The exhibition of the pre-revolutionary period is divided into six sections according to the historic and ethnographic regions of the Ukraine: “Middle Dnieper Area,” “Sloboda and Poltava Regions,” “Podillya,” “Polissya,” “The Carpathians” and “Southern Ukraine.”
On the museum grounds there are farmsteads and subsidiary structures, public buildings, churches and windmills typical of pre-revolutionary villages.
A path through a field leads to the Middle Dnieper Area exhibition, where folk architecture of Kiev and Cherkassy regions is represented. To the left of the path stands the hut of a landless peasant who was compelled to work for his landlord. Both the exterior and the interior of the house bespeak extreme poverty. Such farmsteads were usually located by the roadside on the outskirts of a village.
In the centre of the exhibition rises a church, and just opposite it stands the parish school. Guides tell visitors about the teachers who worked selflessly for the cause of public education despite strong opposition from the czarist officials. Soon this section will be complemented by other structures from that period: a village shop and a priest’s estate.
The section on Sloboda and Poltava regions portrays the bygone days of Kharkov, Poltava, Voroshilovgrad and northern Donetsk regions of the Ukraine, as well as western Kursk and Voronezh regions in Russia.
People settled there seeking a better life. They tried, as far as possible, to make their homes not only comfortable but beautiful as well. The museum boasts some of the finest examples of folk architecture from this region. The walls of these white-washed cottages are painted in bright patterns. Inside the cottages are fine examples of local folk crafts — woodcarvings, decorative paintings, and rushniks (embroidered towels) — which catch the eye of every visitor.
The Polissya section, situated in an oak grove, shows part of a Polissya village including a windmill, a smithy, a cottage dating from 1587, the original house of a beekeeper, and other fascinating exhibits like the wonderful collection of original wickerwork and wrought-iron articles as well as embroidery, woodcarving and pottery.
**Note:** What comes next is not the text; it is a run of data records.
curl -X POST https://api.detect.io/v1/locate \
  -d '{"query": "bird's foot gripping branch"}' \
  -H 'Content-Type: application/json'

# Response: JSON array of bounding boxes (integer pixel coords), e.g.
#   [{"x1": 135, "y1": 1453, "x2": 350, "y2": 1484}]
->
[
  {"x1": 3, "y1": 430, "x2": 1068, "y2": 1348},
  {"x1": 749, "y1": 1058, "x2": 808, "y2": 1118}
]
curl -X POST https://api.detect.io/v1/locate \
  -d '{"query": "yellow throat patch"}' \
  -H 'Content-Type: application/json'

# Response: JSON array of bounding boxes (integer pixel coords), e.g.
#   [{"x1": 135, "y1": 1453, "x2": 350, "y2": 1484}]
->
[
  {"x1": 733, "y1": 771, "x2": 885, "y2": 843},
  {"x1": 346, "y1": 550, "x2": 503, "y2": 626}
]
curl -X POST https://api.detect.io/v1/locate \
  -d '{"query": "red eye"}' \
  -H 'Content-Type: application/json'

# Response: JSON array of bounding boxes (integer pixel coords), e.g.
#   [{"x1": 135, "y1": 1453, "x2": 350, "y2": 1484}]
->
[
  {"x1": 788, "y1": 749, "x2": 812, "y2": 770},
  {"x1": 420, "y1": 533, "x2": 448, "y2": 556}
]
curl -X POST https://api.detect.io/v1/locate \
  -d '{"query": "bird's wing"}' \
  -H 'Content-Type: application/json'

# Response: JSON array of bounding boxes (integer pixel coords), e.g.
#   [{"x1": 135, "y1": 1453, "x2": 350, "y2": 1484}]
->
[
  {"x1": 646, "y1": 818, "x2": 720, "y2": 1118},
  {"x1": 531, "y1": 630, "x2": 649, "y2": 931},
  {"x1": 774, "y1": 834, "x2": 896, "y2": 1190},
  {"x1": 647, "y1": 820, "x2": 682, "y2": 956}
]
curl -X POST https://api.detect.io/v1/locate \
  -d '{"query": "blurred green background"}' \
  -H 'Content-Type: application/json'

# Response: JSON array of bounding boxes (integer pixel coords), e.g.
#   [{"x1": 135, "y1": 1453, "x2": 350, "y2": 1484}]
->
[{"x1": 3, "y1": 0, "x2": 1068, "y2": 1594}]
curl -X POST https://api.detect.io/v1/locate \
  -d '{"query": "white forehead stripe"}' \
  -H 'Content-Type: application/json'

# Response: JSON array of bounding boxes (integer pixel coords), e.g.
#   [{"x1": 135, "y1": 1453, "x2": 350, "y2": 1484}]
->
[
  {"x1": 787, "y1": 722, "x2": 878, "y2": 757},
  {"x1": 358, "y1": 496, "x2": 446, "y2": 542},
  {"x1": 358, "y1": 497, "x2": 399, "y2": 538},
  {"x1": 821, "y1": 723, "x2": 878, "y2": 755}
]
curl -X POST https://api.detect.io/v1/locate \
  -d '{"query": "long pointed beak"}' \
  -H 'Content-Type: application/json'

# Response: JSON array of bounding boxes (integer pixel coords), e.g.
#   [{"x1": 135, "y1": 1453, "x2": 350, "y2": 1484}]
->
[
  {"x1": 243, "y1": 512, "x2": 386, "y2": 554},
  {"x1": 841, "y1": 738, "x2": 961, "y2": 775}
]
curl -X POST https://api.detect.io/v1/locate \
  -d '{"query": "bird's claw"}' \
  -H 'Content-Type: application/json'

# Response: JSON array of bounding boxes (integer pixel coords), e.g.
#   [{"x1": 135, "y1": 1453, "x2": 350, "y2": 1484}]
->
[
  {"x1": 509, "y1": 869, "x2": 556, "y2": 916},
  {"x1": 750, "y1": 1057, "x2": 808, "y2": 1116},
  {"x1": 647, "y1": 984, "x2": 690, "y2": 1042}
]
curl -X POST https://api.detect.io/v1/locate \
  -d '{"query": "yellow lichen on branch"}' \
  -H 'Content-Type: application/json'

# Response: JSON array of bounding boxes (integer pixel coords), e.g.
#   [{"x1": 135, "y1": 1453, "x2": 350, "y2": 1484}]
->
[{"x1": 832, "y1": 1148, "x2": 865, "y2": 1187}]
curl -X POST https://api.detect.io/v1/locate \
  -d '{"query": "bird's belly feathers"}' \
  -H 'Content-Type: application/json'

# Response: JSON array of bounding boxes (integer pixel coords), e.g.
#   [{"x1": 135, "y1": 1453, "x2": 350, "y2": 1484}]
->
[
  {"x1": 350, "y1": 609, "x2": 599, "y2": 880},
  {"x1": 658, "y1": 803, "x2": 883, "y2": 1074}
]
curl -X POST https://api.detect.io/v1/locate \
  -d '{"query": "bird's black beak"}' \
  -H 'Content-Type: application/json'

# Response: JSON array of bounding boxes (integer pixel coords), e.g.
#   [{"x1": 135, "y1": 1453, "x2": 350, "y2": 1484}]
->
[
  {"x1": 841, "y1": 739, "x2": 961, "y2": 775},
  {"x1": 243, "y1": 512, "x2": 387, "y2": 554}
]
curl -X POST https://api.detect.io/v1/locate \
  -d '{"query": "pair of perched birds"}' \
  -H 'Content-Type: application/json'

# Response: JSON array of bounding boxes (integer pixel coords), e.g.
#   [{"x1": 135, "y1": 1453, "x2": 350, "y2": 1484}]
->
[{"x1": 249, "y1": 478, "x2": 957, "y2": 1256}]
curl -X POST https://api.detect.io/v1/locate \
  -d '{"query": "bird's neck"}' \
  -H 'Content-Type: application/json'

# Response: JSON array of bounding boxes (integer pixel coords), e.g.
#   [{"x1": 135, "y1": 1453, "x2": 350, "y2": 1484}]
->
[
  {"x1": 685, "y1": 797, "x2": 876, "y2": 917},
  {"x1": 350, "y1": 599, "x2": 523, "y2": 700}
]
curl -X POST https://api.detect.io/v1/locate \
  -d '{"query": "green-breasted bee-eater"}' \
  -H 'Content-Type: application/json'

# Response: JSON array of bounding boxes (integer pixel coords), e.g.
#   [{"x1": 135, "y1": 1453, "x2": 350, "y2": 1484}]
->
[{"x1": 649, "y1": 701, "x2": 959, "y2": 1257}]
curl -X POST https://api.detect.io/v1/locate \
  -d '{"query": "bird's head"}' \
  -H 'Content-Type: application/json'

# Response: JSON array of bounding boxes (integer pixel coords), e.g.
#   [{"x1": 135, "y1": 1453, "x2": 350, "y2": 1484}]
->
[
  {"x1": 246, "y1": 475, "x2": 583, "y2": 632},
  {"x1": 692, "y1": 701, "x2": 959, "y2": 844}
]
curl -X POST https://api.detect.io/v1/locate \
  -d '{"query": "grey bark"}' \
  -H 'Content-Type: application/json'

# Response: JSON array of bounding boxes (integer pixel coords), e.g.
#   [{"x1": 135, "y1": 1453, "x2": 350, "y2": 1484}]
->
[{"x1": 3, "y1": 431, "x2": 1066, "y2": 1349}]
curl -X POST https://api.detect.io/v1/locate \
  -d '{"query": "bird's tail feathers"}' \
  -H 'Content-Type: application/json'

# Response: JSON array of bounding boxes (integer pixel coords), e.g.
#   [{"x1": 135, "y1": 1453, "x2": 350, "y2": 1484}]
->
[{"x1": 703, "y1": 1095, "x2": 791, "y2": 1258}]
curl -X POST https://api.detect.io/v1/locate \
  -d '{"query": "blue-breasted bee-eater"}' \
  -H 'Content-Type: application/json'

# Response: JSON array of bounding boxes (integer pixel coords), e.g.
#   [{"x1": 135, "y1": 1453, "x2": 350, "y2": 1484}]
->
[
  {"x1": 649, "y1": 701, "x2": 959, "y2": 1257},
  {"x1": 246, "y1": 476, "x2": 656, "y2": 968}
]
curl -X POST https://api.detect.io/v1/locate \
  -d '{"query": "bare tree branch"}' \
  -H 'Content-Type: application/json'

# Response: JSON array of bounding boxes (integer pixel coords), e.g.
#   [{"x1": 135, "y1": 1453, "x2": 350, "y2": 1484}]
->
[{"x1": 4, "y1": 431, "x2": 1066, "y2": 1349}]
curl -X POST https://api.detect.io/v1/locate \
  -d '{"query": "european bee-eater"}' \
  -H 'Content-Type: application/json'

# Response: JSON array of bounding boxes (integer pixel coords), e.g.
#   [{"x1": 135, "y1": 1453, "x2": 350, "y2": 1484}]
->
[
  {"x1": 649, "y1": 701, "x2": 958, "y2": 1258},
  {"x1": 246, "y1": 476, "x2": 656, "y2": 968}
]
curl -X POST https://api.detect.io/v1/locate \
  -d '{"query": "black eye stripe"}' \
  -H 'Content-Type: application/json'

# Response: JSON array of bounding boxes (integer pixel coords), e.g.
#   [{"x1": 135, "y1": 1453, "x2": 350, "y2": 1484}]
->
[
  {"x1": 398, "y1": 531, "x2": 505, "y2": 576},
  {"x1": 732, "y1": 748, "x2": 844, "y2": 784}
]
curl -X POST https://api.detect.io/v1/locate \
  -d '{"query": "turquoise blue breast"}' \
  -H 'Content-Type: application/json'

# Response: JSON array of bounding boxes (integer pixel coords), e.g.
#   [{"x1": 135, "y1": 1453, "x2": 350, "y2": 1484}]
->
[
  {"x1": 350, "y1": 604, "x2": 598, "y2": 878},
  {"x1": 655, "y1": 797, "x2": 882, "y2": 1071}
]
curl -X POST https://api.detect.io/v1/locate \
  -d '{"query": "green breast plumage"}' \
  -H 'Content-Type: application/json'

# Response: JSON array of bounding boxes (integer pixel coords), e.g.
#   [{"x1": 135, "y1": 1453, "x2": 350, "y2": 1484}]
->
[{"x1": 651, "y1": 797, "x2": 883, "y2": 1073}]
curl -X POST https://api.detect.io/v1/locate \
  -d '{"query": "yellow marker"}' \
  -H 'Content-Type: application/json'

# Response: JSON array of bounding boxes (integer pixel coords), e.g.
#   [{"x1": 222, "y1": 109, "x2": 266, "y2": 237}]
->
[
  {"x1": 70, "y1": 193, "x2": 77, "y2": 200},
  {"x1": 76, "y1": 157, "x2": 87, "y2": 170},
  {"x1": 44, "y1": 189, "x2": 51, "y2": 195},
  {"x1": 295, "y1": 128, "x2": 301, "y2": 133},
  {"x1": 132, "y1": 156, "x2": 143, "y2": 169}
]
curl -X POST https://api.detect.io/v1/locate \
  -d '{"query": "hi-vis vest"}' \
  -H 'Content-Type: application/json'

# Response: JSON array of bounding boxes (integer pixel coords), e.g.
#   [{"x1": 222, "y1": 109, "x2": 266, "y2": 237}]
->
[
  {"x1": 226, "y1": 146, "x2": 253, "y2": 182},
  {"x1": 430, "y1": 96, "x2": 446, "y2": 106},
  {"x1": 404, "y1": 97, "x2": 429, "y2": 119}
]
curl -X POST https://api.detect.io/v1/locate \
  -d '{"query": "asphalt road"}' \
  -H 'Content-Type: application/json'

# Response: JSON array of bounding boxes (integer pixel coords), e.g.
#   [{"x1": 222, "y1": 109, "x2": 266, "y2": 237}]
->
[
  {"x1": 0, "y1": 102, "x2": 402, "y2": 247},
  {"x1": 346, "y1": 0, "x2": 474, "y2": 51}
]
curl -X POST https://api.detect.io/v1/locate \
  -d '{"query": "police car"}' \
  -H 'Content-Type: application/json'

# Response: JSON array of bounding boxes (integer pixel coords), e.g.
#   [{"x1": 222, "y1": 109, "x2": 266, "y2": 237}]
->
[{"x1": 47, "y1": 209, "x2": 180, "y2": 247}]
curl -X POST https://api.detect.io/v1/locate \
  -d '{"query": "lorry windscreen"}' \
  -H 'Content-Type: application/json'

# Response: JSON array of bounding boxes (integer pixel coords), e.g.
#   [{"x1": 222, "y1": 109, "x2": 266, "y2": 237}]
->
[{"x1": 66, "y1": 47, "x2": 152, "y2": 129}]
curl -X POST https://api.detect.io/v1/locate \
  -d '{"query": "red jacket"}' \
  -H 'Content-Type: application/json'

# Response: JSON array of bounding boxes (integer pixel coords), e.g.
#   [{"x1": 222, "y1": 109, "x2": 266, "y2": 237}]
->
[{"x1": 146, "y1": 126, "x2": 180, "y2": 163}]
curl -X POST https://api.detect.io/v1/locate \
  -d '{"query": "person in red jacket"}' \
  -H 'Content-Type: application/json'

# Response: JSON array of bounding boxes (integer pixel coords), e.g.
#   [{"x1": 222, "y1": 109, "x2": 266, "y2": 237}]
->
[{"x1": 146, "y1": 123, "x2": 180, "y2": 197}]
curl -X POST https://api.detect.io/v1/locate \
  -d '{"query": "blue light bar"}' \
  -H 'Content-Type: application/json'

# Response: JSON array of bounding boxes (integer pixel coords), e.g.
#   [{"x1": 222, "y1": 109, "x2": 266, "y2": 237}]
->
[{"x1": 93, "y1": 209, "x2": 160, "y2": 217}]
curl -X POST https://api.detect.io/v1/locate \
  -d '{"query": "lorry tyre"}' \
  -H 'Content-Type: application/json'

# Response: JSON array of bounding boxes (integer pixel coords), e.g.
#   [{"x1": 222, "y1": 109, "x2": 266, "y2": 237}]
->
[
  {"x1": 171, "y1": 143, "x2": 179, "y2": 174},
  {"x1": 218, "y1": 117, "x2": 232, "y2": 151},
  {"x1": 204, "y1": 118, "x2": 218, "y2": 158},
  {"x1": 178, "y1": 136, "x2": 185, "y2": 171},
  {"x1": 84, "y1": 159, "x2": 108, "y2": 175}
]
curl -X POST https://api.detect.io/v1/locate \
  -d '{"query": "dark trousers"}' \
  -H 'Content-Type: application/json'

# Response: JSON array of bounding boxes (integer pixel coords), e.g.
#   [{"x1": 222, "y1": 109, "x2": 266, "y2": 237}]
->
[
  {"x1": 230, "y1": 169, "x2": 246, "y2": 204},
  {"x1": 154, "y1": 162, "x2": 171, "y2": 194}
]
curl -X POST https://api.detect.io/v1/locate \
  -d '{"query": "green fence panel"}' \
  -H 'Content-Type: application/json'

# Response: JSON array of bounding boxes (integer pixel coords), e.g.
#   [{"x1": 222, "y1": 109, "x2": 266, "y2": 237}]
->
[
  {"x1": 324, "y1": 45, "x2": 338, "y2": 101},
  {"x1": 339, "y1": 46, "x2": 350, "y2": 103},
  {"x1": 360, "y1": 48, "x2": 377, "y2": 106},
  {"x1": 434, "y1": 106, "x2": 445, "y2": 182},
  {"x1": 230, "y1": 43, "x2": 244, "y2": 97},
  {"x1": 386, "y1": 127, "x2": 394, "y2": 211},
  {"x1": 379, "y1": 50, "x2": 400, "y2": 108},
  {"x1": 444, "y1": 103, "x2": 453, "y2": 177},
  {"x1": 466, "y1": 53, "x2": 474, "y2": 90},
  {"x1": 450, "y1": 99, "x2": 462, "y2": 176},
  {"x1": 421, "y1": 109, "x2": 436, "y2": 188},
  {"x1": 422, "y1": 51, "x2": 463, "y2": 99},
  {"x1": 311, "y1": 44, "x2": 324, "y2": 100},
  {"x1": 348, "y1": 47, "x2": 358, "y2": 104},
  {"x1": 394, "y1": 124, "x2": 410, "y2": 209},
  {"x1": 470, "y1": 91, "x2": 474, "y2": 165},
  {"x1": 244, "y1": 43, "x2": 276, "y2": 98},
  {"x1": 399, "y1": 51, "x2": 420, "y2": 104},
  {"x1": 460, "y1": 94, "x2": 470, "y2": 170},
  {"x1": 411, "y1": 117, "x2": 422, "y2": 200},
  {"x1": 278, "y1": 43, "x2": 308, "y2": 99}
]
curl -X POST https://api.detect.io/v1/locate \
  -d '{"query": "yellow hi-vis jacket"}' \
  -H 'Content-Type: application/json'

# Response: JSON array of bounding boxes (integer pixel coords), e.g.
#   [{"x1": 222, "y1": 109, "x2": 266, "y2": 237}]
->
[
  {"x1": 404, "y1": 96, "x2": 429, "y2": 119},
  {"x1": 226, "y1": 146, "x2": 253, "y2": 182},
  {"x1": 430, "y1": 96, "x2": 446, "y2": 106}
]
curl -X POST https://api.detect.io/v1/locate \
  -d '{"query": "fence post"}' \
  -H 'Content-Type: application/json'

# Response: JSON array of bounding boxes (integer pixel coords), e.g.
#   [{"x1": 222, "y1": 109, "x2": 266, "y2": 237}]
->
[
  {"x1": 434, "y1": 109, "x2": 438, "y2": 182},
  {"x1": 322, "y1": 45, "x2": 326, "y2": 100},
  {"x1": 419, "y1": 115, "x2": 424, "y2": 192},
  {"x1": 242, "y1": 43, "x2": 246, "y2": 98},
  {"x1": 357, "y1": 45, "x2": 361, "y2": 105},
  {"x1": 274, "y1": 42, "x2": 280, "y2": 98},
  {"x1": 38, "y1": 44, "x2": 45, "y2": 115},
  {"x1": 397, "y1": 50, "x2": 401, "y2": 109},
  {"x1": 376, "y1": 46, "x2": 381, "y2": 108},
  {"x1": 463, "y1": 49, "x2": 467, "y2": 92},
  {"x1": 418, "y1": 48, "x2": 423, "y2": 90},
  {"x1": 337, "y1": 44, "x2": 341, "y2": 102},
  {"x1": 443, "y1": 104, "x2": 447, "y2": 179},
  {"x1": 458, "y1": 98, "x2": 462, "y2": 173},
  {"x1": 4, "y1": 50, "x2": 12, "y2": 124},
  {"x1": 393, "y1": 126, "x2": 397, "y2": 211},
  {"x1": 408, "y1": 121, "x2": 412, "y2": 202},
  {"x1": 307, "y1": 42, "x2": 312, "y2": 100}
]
Podillya includes Vinnitsa, Khmelnitsky, eastern Ternopol and northern Odessa regions. The most striking feature of the folk architecture of this area is the painting which decorates not only the interior but also the exterior walls of the cottages. This section presents a farmstead belonging to a middle peasant from the village of Kadiyevtsi, Khmelnitsky Region. Other structures include a so-called burdei — a poor peasant’s dilapidated hut, a tavern built 200 years ago, and a cottage with a water-mill.
The section on the Carpathians is especially interesting and picturesque due to its location and landscape. It features the most typical examples of folk architecture of this region as well as extensive exhibits of the creative work of local craftsmen.
The Ukraine exhibition is now under construction. It boasts a unique monument of folk architecture — a stone windmill from the Kherson Region. Furhermore, work upon a section on the architecture of Old Rus is underway.
The exhibition on the folk architecture and life of socialist village deserves special attention. The structures brought from the twenty-five regions of the Ukraine are quite varied, for each region has its own peculiarities and customs. This section makes evident the increasing well-being of the Soviet people and the constant concern the Communist Party and Soviet Government show in their efforts to meet the material and intellectual needs of rural working people.
The museum’s collection numbers over 40,000 exhibits, including clothing of rural residents, women’s adornments, articles of leather, pottery, rugs, textiles, folk paintings and embroidery from all the regions of the Ukraine.
The Museum of Folk Architecture and Life is one of the most fascinating museums in the Ukraine. It allows the visitor to get better acquainted with the past and present of the Ukrainian people, to get a clear picture of the tremendous changes which have taken place in their life styles, culture and customs. And last but not least, here one can fully appreciate the wonderful treasures of folk art in the environment for which they were created.